# Maven in Gradle builden?



## jabaduu (31. Jan 2019)

Hallo, bin neu hier.
Kann man für ein Maven Projekt einen Gradle build durchführen?
Ich verstehe das einfach nicht. Ich habe ein Maven Projektmit dem Befehl 'mvn clean install'.
Wie könnte ich das aber mit Gradle machen?
Danke im Voraus.


----------



## mrBrown (31. Jan 2019)

Nur damit ich dich richtig verstehe: du hast ein Maven-Projekt, möchtest das aber nicht mit Maven, sondern mit Gradle bauen?


----------



## jabaduu (31. Jan 2019)

ja, es ist so, ein repository dass ich clonen möchten. Dort steht build with 'mvn clean install'.
Aber dort steht auch, es könne integriert in Gradle aber auch in Maven.
Gradle habe ich schon. Also würde ich gerne verstehen, wie das mit Gradle geht. Soll ich vielleicht den link zum repository posten? Ich habe es schon versucht mit Google herauszufinden, aber ich verstehe nur Bahnhof.


----------



## mrBrown (31. Jan 2019)

Poste mal den Link.


----------



## jabaduu (31. Jan 2019)

https://github.com/Audiveris/proxymusic


----------



## httpdigest (31. Jan 2019)

Da steht "The latest ProxyMusic release is available on Maven Central and thus can be easily integrated in a Gradle or Maven build." und bedeutet: _Diese Library_ ist als Jar in Maven Central gepublished/hochgeladen und deswegen kannst du es in _deinem eigenen _Maven oder Gradle (oder Ant/Ivy for that matter) Projekt als Abhängigkeit hinzufügen.
Es bedeutet _nicht_, dass diese Library _selbst _auch mit Gradle gebaut werden kann.


----------



## mrBrown (31. Jan 2019)

Also: Das Projekt ist ein Maven-Project, gebaut wird es also mit Maven.

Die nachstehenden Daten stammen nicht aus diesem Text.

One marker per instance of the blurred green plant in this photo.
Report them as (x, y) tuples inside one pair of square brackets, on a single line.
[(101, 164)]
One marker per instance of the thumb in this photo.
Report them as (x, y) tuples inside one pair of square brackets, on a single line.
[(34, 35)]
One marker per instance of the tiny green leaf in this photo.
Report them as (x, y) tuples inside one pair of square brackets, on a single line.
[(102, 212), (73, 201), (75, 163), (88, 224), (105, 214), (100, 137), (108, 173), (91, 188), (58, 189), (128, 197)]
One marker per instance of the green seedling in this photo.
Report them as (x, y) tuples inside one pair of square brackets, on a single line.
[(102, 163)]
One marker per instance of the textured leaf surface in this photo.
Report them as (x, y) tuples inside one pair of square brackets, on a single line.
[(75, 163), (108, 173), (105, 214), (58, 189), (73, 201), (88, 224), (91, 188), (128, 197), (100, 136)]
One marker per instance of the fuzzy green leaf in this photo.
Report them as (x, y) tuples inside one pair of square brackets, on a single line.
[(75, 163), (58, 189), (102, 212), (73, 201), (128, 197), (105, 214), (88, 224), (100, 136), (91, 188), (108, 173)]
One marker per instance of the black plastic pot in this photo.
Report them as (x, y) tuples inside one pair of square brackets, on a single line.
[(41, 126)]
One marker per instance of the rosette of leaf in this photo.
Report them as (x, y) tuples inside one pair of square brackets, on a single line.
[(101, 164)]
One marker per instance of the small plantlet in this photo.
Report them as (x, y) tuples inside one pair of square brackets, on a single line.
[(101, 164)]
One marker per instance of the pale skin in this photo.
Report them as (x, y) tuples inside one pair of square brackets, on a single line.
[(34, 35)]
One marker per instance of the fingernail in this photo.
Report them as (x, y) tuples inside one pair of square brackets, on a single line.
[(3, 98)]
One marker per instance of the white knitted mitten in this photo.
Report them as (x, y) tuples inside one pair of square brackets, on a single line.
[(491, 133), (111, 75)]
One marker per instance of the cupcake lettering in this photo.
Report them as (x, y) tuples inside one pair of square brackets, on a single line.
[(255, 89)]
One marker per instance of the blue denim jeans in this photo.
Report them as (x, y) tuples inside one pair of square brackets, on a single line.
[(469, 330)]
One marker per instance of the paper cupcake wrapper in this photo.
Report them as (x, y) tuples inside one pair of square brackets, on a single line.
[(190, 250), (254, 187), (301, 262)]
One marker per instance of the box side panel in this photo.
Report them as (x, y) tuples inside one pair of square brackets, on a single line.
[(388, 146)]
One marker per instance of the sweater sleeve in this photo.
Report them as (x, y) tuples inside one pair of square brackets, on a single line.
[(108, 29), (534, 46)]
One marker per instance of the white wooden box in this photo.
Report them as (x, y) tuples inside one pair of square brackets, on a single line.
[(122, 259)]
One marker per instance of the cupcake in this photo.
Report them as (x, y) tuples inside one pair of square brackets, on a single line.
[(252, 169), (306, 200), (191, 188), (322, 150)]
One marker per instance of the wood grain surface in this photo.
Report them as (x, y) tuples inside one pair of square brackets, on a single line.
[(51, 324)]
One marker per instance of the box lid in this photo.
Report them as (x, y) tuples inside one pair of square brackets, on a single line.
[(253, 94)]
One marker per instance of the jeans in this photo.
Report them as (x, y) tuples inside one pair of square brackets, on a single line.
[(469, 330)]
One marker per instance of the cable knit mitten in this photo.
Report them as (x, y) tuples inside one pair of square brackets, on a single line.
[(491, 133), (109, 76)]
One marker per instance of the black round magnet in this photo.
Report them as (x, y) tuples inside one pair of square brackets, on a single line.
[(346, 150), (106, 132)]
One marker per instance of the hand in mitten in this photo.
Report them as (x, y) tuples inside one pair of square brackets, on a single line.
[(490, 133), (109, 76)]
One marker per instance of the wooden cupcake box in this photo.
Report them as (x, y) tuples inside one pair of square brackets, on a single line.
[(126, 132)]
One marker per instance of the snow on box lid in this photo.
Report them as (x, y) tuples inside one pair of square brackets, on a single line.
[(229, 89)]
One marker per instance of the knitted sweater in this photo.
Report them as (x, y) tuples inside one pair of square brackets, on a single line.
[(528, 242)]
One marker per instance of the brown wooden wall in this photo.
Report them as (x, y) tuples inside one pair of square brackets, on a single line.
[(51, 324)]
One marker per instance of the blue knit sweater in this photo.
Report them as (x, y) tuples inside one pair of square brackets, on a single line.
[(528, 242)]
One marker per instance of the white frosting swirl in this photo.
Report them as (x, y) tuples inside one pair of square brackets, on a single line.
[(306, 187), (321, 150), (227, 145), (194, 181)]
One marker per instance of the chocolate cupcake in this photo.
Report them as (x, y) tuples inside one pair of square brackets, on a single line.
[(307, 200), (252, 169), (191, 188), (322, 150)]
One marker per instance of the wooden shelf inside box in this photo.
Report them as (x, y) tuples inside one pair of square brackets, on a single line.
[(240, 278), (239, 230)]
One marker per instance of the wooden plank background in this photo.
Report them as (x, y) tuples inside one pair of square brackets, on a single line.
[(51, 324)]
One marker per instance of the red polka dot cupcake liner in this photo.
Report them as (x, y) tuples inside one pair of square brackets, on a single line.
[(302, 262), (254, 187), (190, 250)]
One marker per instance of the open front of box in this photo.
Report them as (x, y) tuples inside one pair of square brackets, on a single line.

Ein gebautes Maven-Projekt kannst du in anderen Projekten einbinden, dabei ist es egal ob dieses andere Projekt ein Maven- oder Gradle-Projekt ist.


Möchtest du diese Lib denn nur nutzen oder selber bauen?


----------



## jabaduu (31. Jan 2019)

Ach jetzt verstehe ich ok. Danke.


----------



## jabaduu (31. Jan 2019)

Ich möchte sie nutzen.


----------



## jabaduu (31. Jan 2019)

Was beudetet 'Projekt als Abhängigkeit' hinzufügen?


----------



## httpdigest (31. Jan 2019)

Bitte lies dir zuerst einmal ein paar Tutorials/Dokumentationen über Maven oder Gradle (welches auch immer du verwenden möchtest) durch. Google einfach nach "Maven getting started" oder "Gradle getting started".
Hinweis: Es wird nicht leicht werden.
Wenn du erstmal kein Build-System verwenden möchtest, kannst du alternativ auch die Jar-Datei dieser Library per http://central.maven.org/maven2/org/audiveris/proxymusic/3.0.1/proxymusic-3.0.1.jar herunterladen und in deiner IDE als Library im Classpath konfigurieren. Wie das genau geht, kommt jetzt auf die von dir verwendet IDE an (Eclipse, NetBeans, IntelliJ IDEA - hoffentlich benutzt du eine).
Wenn du auch nicht weißt, wie man das macht, musst du das auch googlen.


----------



## jabaduu (31. Jan 2019)

Ok Danke Euch! Benutze Eclipse. Gradle hab ich schon benutzt. Ich hatte das mit dem geposteteten repository falsch verstanden.


----------